5A.1 A climatological Analysis of the Link between breaking synoptic-scale Rossby Waves and heavy Precipitation Events in the Alps

Wednesday, 27 June 2007: 8:00 AM
Summit A (The Yarrow Resort Hotel and Conference Center)
Olivia Martius, ETH, 8092 Zurich, Switzerland; and C. Schwierz and H. C. Davies

Extreme precipitation events on the south-side of the European Alps can lead to floods and land slides and thereby cause severe damage. Case studies indicate that these events are frequently associated with meridionally elongated breaking synoptic-scale Rossby waves (so-called "streamers") located to the west of the Alpine ridge. In combination with the highly-structured orography they lead to localized severe rain events.

This study considers from a climatological stand point the role of potential vorticity (PV) streamers as upper-level precursors to heavy precipitation events. A climatology of streamers is derived base on the ERA-40 data set. Days of extreme precipitation along the Alpine south-side are determined from an observational Alpine precipitation climatology (1966-1999,Frei and Schaer,1998).

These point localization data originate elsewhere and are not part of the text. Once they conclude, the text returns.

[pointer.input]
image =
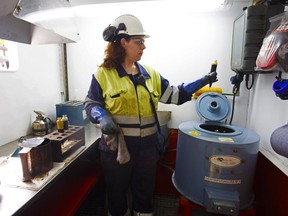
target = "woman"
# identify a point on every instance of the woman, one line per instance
(119, 102)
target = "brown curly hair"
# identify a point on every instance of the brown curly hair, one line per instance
(114, 54)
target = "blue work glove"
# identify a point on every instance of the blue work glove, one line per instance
(192, 87)
(107, 124)
(210, 78)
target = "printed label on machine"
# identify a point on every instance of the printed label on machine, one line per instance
(226, 139)
(225, 161)
(223, 181)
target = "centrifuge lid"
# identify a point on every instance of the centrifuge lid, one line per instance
(213, 106)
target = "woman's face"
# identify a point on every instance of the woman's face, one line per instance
(134, 47)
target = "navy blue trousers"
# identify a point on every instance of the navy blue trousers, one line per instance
(138, 175)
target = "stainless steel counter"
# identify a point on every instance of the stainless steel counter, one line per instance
(13, 199)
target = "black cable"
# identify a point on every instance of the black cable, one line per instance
(233, 105)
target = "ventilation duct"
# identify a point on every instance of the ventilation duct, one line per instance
(38, 21)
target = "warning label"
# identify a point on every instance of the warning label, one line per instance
(222, 181)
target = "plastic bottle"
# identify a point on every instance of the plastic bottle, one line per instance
(65, 122)
(60, 125)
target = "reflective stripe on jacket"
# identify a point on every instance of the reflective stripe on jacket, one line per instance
(129, 103)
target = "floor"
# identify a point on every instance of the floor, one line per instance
(95, 204)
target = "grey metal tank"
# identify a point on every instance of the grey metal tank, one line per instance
(215, 162)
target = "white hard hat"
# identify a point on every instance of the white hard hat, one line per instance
(126, 24)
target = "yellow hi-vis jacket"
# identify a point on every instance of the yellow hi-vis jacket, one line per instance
(129, 104)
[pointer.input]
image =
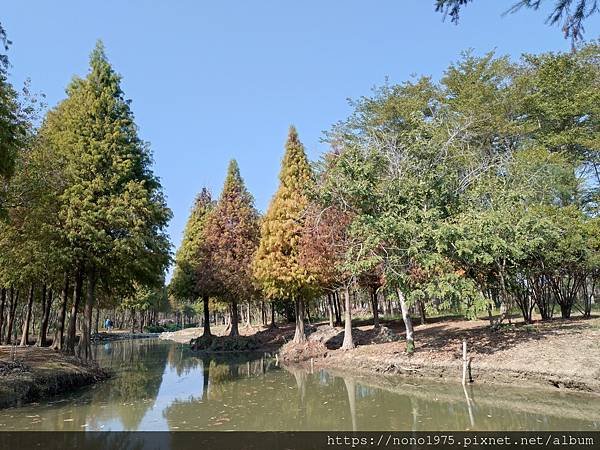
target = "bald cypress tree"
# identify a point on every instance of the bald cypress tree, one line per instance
(193, 276)
(13, 126)
(232, 234)
(112, 210)
(277, 264)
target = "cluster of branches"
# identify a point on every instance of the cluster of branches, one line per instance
(570, 14)
(472, 194)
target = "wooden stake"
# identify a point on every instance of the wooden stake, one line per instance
(465, 362)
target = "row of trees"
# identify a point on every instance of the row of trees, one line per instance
(85, 216)
(474, 193)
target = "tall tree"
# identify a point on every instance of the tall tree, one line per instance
(12, 126)
(194, 274)
(112, 210)
(277, 265)
(233, 232)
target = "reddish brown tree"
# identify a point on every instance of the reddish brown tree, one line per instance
(232, 234)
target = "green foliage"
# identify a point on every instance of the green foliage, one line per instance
(194, 275)
(570, 14)
(462, 191)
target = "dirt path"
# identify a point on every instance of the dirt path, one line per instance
(564, 354)
(29, 374)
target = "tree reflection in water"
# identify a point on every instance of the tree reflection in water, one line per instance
(164, 386)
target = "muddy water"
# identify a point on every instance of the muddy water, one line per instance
(163, 386)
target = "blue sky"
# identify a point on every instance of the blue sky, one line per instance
(215, 80)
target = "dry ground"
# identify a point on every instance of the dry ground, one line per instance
(30, 373)
(560, 353)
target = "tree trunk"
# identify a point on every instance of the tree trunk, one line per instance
(330, 310)
(273, 324)
(299, 335)
(206, 316)
(58, 341)
(72, 330)
(14, 299)
(565, 311)
(248, 318)
(348, 343)
(46, 304)
(2, 303)
(410, 342)
(25, 335)
(85, 344)
(234, 320)
(375, 305)
(422, 312)
(97, 322)
(336, 308)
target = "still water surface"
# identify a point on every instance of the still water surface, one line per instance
(160, 385)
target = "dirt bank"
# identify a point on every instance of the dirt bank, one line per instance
(251, 338)
(120, 335)
(37, 373)
(557, 354)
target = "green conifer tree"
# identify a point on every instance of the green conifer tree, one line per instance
(277, 265)
(113, 213)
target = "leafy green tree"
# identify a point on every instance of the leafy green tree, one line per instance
(232, 234)
(13, 124)
(276, 265)
(112, 209)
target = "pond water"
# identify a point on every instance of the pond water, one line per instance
(160, 385)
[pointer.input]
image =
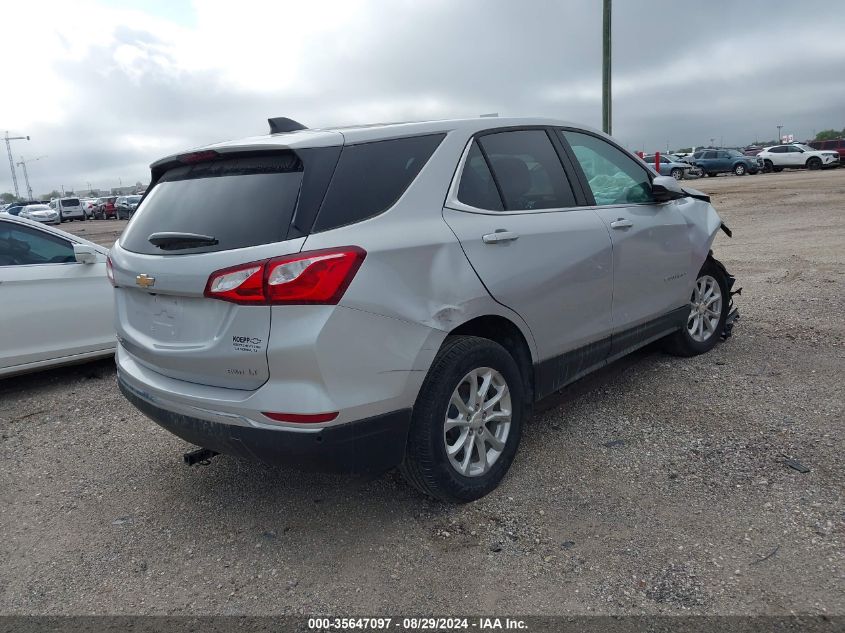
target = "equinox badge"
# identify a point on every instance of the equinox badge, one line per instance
(145, 281)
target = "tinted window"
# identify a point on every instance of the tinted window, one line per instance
(477, 188)
(371, 177)
(21, 245)
(241, 202)
(527, 169)
(613, 176)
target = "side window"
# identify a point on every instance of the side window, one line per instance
(527, 170)
(21, 246)
(613, 176)
(371, 177)
(477, 188)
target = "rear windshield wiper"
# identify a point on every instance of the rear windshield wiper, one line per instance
(177, 241)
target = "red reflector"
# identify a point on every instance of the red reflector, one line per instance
(198, 157)
(301, 418)
(312, 277)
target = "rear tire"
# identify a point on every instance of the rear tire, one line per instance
(705, 323)
(448, 421)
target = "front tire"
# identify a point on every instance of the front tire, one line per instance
(467, 421)
(709, 304)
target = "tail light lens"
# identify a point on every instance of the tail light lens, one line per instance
(315, 277)
(110, 271)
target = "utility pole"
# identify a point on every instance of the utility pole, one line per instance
(12, 160)
(605, 71)
(23, 163)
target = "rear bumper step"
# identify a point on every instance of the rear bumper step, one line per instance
(370, 445)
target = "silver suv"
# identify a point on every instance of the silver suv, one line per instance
(400, 295)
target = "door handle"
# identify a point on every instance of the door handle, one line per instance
(501, 235)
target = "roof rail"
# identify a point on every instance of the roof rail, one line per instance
(282, 124)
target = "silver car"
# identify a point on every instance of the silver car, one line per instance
(401, 295)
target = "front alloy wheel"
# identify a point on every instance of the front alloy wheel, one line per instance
(478, 420)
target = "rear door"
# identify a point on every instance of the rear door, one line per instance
(225, 212)
(651, 245)
(515, 213)
(53, 306)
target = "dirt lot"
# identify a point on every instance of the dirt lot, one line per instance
(656, 486)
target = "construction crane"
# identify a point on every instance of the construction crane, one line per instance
(12, 160)
(23, 163)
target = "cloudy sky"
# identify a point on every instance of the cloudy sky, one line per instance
(105, 87)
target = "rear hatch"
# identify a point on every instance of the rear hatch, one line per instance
(203, 217)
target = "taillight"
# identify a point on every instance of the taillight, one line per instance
(110, 271)
(315, 277)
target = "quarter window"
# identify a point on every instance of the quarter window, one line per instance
(22, 246)
(613, 176)
(527, 170)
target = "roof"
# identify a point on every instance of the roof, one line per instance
(345, 135)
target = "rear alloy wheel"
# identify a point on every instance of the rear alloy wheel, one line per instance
(708, 310)
(467, 421)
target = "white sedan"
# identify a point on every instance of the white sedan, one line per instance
(57, 302)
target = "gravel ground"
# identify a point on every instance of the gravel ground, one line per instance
(655, 486)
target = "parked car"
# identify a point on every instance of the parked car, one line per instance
(39, 213)
(797, 156)
(348, 318)
(106, 208)
(668, 167)
(126, 205)
(69, 209)
(835, 145)
(56, 293)
(719, 161)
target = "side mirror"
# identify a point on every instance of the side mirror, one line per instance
(85, 254)
(666, 188)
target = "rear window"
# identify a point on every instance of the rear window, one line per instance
(371, 177)
(241, 202)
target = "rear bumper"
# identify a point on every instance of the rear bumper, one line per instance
(370, 445)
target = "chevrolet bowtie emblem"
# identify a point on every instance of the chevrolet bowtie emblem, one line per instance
(145, 281)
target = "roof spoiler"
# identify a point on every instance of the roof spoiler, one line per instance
(282, 124)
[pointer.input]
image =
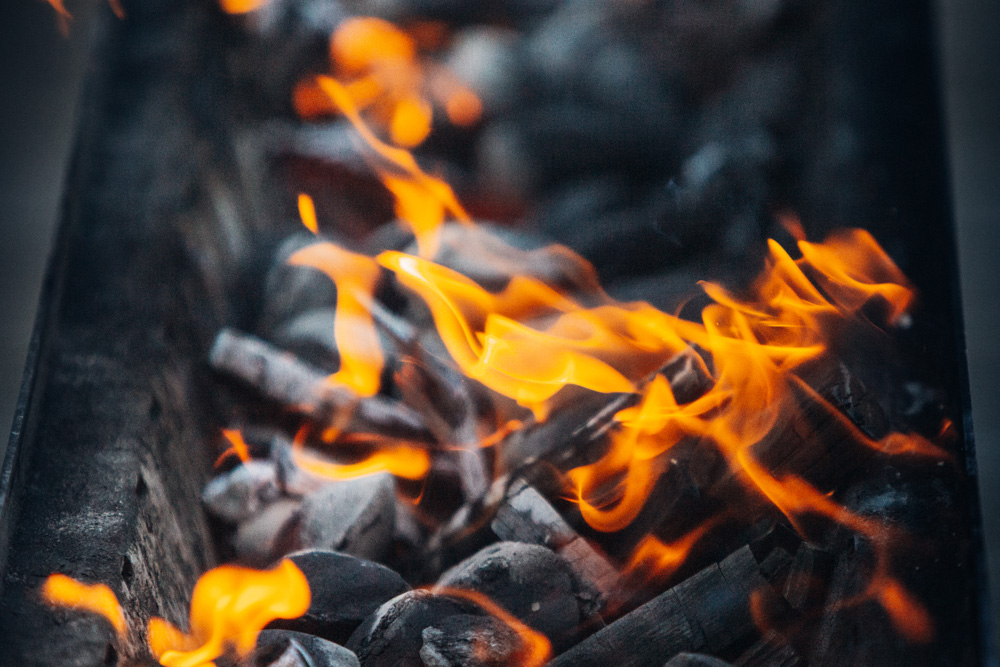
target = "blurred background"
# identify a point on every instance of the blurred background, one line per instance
(42, 70)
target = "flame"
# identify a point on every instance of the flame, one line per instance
(307, 213)
(241, 6)
(355, 276)
(229, 607)
(422, 201)
(384, 73)
(401, 461)
(537, 650)
(237, 447)
(62, 591)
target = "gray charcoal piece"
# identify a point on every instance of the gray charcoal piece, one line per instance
(309, 336)
(355, 516)
(393, 635)
(488, 61)
(345, 591)
(263, 538)
(242, 492)
(696, 660)
(471, 641)
(291, 290)
(285, 648)
(533, 583)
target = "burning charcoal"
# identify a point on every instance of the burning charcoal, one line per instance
(526, 516)
(290, 290)
(393, 635)
(770, 650)
(345, 591)
(310, 337)
(262, 538)
(282, 377)
(471, 641)
(709, 611)
(696, 660)
(240, 493)
(532, 583)
(285, 648)
(355, 516)
(487, 60)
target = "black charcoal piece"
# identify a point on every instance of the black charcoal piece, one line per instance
(695, 660)
(355, 516)
(242, 492)
(263, 538)
(393, 635)
(286, 648)
(710, 611)
(472, 641)
(309, 335)
(533, 583)
(345, 591)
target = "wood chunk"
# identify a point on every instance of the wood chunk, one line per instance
(287, 380)
(392, 636)
(526, 516)
(285, 648)
(345, 590)
(707, 612)
(355, 516)
(696, 660)
(241, 493)
(770, 650)
(471, 641)
(263, 538)
(533, 583)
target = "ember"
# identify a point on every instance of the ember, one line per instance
(479, 410)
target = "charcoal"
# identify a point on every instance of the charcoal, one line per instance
(309, 336)
(285, 648)
(695, 660)
(487, 60)
(392, 636)
(355, 516)
(526, 516)
(290, 290)
(264, 537)
(345, 591)
(471, 641)
(242, 492)
(531, 582)
(771, 650)
(709, 611)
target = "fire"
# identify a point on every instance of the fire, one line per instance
(62, 591)
(385, 74)
(229, 607)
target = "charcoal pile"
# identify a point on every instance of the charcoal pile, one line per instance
(475, 394)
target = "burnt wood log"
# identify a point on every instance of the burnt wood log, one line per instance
(707, 612)
(526, 516)
(283, 378)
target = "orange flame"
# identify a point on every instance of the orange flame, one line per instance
(538, 649)
(229, 607)
(422, 201)
(385, 74)
(355, 276)
(238, 447)
(62, 591)
(241, 6)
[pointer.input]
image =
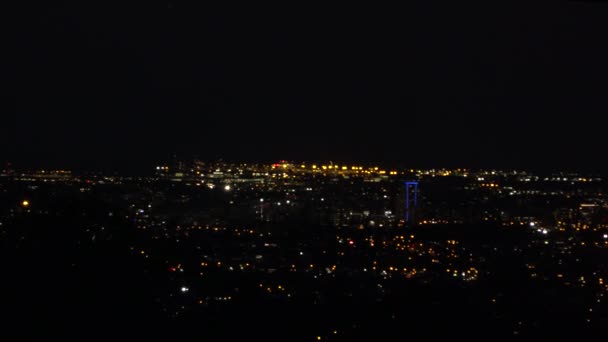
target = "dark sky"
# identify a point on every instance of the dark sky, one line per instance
(122, 87)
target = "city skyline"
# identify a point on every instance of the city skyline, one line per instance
(515, 86)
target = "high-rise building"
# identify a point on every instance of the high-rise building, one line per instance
(411, 202)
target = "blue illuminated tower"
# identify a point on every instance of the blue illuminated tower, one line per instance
(411, 202)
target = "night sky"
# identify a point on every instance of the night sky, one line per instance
(122, 88)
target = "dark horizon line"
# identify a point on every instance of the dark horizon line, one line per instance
(149, 169)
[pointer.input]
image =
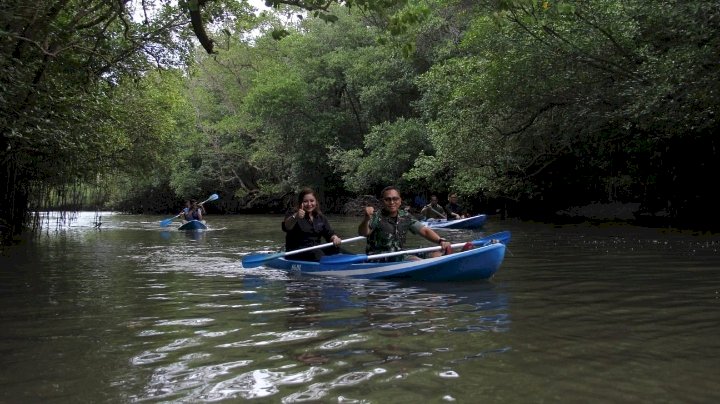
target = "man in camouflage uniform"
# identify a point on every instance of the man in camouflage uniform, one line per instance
(386, 230)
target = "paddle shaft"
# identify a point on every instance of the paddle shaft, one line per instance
(344, 260)
(417, 250)
(319, 246)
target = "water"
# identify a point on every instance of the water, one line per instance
(132, 313)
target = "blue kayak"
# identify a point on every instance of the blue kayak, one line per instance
(477, 263)
(193, 225)
(472, 222)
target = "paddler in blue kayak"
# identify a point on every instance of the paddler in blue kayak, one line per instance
(387, 229)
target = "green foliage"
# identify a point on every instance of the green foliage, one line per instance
(391, 150)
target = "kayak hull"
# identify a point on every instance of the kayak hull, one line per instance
(478, 263)
(472, 222)
(193, 225)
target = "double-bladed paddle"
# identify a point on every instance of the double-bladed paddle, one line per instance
(254, 260)
(346, 259)
(166, 222)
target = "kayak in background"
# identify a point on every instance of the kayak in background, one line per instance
(193, 225)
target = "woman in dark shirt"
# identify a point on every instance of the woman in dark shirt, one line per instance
(305, 226)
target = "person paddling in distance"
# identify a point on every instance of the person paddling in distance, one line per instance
(454, 210)
(386, 230)
(192, 211)
(305, 225)
(433, 210)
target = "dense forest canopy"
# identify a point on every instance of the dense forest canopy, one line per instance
(535, 105)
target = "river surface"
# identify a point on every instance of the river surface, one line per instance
(132, 312)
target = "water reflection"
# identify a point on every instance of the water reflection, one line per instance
(310, 338)
(128, 314)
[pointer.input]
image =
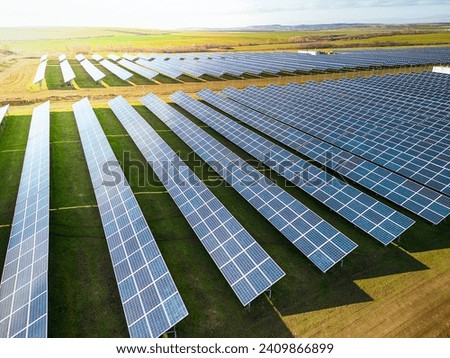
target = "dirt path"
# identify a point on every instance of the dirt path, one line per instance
(415, 304)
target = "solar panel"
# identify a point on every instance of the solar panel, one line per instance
(416, 198)
(247, 268)
(66, 69)
(352, 204)
(114, 57)
(150, 299)
(275, 62)
(80, 57)
(97, 57)
(23, 288)
(144, 72)
(320, 242)
(93, 71)
(3, 112)
(117, 70)
(129, 57)
(40, 73)
(159, 68)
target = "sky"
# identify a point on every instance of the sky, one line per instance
(175, 14)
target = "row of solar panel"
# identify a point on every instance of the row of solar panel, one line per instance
(422, 201)
(244, 264)
(238, 64)
(23, 287)
(151, 302)
(373, 217)
(334, 121)
(314, 237)
(258, 63)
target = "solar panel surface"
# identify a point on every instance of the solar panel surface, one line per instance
(320, 242)
(150, 299)
(24, 284)
(247, 268)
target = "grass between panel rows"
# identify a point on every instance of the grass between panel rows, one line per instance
(84, 300)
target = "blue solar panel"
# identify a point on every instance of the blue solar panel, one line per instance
(279, 208)
(23, 288)
(345, 163)
(372, 135)
(331, 191)
(150, 299)
(228, 243)
(3, 112)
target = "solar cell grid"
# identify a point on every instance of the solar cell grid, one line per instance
(347, 164)
(150, 299)
(117, 70)
(220, 233)
(329, 190)
(40, 73)
(3, 112)
(67, 72)
(144, 72)
(80, 57)
(281, 209)
(97, 57)
(307, 112)
(23, 288)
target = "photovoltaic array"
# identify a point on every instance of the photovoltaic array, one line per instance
(320, 242)
(3, 112)
(248, 269)
(24, 284)
(144, 72)
(371, 216)
(40, 72)
(117, 70)
(150, 299)
(259, 111)
(67, 72)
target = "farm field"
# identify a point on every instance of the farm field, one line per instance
(401, 290)
(355, 300)
(105, 40)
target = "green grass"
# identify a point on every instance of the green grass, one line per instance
(13, 139)
(54, 77)
(83, 296)
(82, 287)
(82, 78)
(111, 79)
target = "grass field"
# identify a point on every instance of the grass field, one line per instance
(105, 40)
(84, 299)
(398, 291)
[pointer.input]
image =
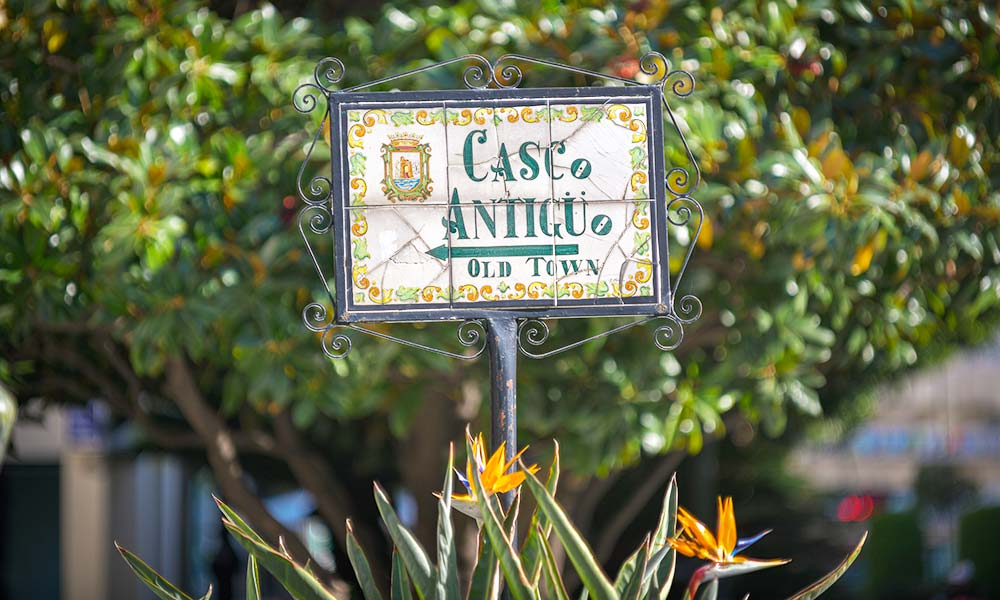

For these days, the presence, the location and the orientation of the streamers is recorded.

A quantitative evaluation is undertaken of the co-occurrence of streamers and heavy precipitation, and shows that a significant fraction of the extreme precipitation is associated with a streamer situated over western Europe. An investigation of structural differences of the upper-level precursor and the ambient flow conditions for heavy and extreme precipitation events, underlines the important influence of moisture for the formation of the extreme precipitation. The occurrence and the development of PV intrusions is linked to Rossby wave propagation and breaking along the extra-tropical tropopause and hence the propagation serves as precursor to heavy precipitation events.